Diagnosis update: The original failure was an instruction gap, not a model gap. The enforcement language was sufficient to fix Sonnet 4.5’s behavior.
Run 2: Scenario E on Sonnet 4.5 — Inconclusive
The environment wasn’t reset between runs (operator error). However, this run surfaced an unexpected finding: the character skipped reading files entirely on a short message, going straight from the user’s one-line input to attempting writes. This led to Patch 2 and Scenario E being added to the eval.
Run 3: Scenario E on Sonnet 4.5 — Score: 0.9
After applying the short-message patch and resetting the environment:
- Start protocol: Passed. The character read all files before responding, even on a one-line message.
- Read-informed update: Passed. The workboard diff proved the reads informed the writes — the character split a compound task into two items, checking off the completed portion. This decomposition only makes sense if it read the existing task structure.
- Update accuracy: Passed. Correct item updated, no duplicates, stale notes cleaned up.
- Bookmark: Partial (0.5). The DSL line was updated correctly, but a markdown narrative body from a previous format drift was left stale.
- End protocol: Passed. Natural verbal signal, tool calls executed, appropriate brevity.
Emergent Findings
Finding 1: Start Protocol Skip on Short Messages (Resolved)
Short, task-specific messages caused the model to skip file reads and go straight to acting on the request. The read felt like overhead on a one-liner, so the model optimized it away. But the read is what makes the write accurate.
Takeaway: When a protocol has an efficiency cost, models will skip it in contexts where the cost seems disproportionate. If the protocol matters regardless of context, say so explicitly.
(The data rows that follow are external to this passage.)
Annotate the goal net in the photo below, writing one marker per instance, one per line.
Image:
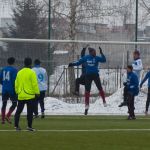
(55, 56)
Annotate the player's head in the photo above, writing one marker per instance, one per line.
(28, 62)
(37, 62)
(92, 51)
(136, 54)
(129, 68)
(11, 60)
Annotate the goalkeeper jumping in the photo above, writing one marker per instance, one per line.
(92, 74)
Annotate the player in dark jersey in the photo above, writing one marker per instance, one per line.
(7, 78)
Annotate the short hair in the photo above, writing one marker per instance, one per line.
(11, 60)
(37, 62)
(91, 49)
(136, 52)
(130, 67)
(27, 61)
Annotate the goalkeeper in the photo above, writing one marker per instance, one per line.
(92, 74)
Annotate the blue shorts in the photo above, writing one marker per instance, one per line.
(7, 96)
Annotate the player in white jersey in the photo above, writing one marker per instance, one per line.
(42, 82)
(137, 68)
(137, 63)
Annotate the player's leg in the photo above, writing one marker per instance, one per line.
(4, 104)
(13, 99)
(131, 106)
(88, 82)
(19, 110)
(35, 107)
(30, 106)
(148, 101)
(79, 81)
(124, 103)
(99, 86)
(41, 101)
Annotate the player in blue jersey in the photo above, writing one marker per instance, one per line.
(42, 83)
(92, 74)
(81, 79)
(7, 78)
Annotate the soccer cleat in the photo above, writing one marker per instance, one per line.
(42, 115)
(123, 104)
(105, 104)
(3, 122)
(131, 118)
(76, 93)
(17, 128)
(30, 129)
(86, 112)
(8, 120)
(36, 116)
(146, 113)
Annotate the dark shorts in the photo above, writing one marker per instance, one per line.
(7, 96)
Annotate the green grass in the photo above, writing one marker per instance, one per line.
(87, 140)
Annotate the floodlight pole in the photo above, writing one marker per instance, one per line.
(49, 46)
(136, 24)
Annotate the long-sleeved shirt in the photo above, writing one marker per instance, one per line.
(92, 62)
(132, 83)
(147, 76)
(137, 67)
(8, 77)
(42, 77)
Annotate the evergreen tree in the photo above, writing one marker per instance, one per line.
(30, 22)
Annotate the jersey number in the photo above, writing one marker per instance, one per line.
(40, 77)
(6, 76)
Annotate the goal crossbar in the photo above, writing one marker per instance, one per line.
(71, 41)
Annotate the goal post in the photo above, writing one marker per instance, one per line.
(118, 55)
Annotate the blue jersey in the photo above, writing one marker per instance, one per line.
(7, 78)
(147, 76)
(132, 83)
(91, 62)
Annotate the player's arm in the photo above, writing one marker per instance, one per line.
(14, 75)
(1, 76)
(137, 65)
(16, 85)
(145, 78)
(83, 51)
(35, 83)
(81, 61)
(101, 58)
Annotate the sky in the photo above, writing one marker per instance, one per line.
(6, 6)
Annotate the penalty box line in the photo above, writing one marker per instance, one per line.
(92, 130)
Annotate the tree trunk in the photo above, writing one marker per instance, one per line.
(73, 6)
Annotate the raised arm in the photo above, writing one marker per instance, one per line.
(137, 65)
(145, 78)
(101, 58)
(83, 50)
(81, 61)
Finding 2: Bookmark Format Drift (Open)
The bookmark was originally designed as a compact DSL line. Over time, the actual file had grown to include a full markdown narrative below the DSL line. The instructions only specified the DSL format — so the character updated what the instructions defined and left the narrative body untouched, creating a contradictory file.
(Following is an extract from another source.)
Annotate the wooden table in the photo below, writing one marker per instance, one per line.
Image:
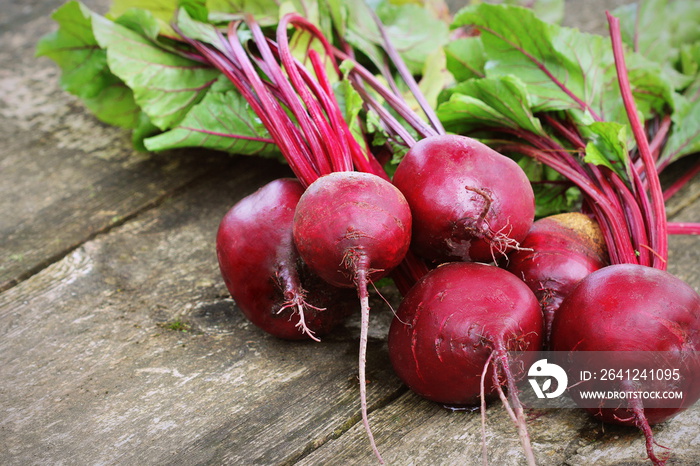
(119, 343)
Takeaway: When file formats drift from their specification, the AI will follow the spec. If the file contains more than the spec describes, that extra content becomes orphaned — maintained by momentum but not by instruction.
Methodology Takeaways
For anyone evaluating behavioral AI systems (character consistency, tool-use protocols, file I/O patterns):
1. Diff, don’t judge. Objective file diffs are more reliable than subjective assessment. The baseline/diff approach turns behavioral evaluation into something verifiable.
2. Staging environments are cheap and essential. Swapping a single path variable created a complete test harness that protected production data.
3. Classify failures before fixing them. “It didn’t work” is not actionable. Distinguishing instruction gaps from execution gaps from model gaps leads to completely different fixes.
4. Evals surface more than they test. Both emergent findings were discovered during eval runs, not by prior analysis. Running scenarios against real file state reveals interaction effects that instruction review alone misses.
5. Enforcement language works — but only where it’s applied. The start protocol had it and worked. The end protocol didn’t and failed. Adding matching enforcement language fixed it.
6. The model knows more than it executes. In every failed run, the character demonstrated awareness of what it should do. The gap was between knowing and doing. Instruction patches that connect awareness to action are more effective than patches that try to create awareness from scratch.
Based on eval-03 of the AKS v1 (AI Knowledge System), February 2026.